C’est quasiment pour tout de suite. Juste après l’examen, en dernière lecture au Sénat de la proposition de loi visant à interdire les vapoteuses à usage unique (voir 13 février 2025) … Une fois le texte promulgué, il entrera immédiatement en vigueur précise Le Dauphiné Libéré dont nous reprenons l’article.
« On ne peut que se féliciter de l’aboutissement de cette démarche » réagit, dans le quotidien régional, Loïc Josseran, président de l’ACT / Alliance contre le Tabac.

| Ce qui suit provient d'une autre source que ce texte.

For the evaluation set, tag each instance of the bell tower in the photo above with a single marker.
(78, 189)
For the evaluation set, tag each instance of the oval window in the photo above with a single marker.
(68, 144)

•• Malgré l’aval des gouvernements successifs, il aura fallu plus de deux ans pour que le processus législatif – ralenti par la notification à Bruxelles, la dissolution et la censure – aboutisse. « La procédure a été trop longue. Il y a des pays qui y ont pensé après nous et qui les ont déjà interdites, comme la Belgique » regrette Loïc Josseran.
Entre-temps, d’autres produits à base de nicotine ont débarqué sur le marché français. Parmi eux : les sachets de nicotine (aussi appelés « pouches »).
« Ce ne sont pas des outils de sevrage, mais des produits qui posent de sérieux problèmes d’un point de vue sanitaire et qui entraînent une addiction à la nicotine », alerte le président de l’ACT. Certains parlementaires, à l’image du député (MoDem, Rhône) Cyrille Isaac-Sibille voudrait que les produits à base de nicotine soient désormais soumis à « une autorisation » préalable avant d’être mis sur le marché.
•• Après les « puffs », ce sont effectivement les « pouches » qui sont menacées d’interdiction. Le ministre chargé de la Santé, Yannick Neuder, a confirmé qu’il allait prendre un décret en ce sens « dans les meilleurs délais ». Saisi, le Conseil d’État s’est néanmoins déclaré défavorable au projet… au motif que les sachets nicotinés devraient déjà être délivrés par ordonnance (voir 13 février 2025). Ce qui ne semble pas décourager le ministère selon le Dauphiné libéré.
« Tout comme l’interdiction des vapoteuses à usage unique, nous ne croyons pas que la prohibition (des sachets nicotinés) fonctionnera pour protéger les jeunes » avance pour sa part Sébastien Charbonneau, le Directeur des Affaires publiques de British American Tobacco (BAT) France (voir 28 janvier 2025).
Aux « interdictions absolues » qui pousseraient « les consommateurs vers les réseaux illicite », le cigarettier préfère « l’encadrement strict ». Et il se dit même « favorable » à un système d’autorisation préalable afin d’« assurer la sécurité, la qualité et la provenance ».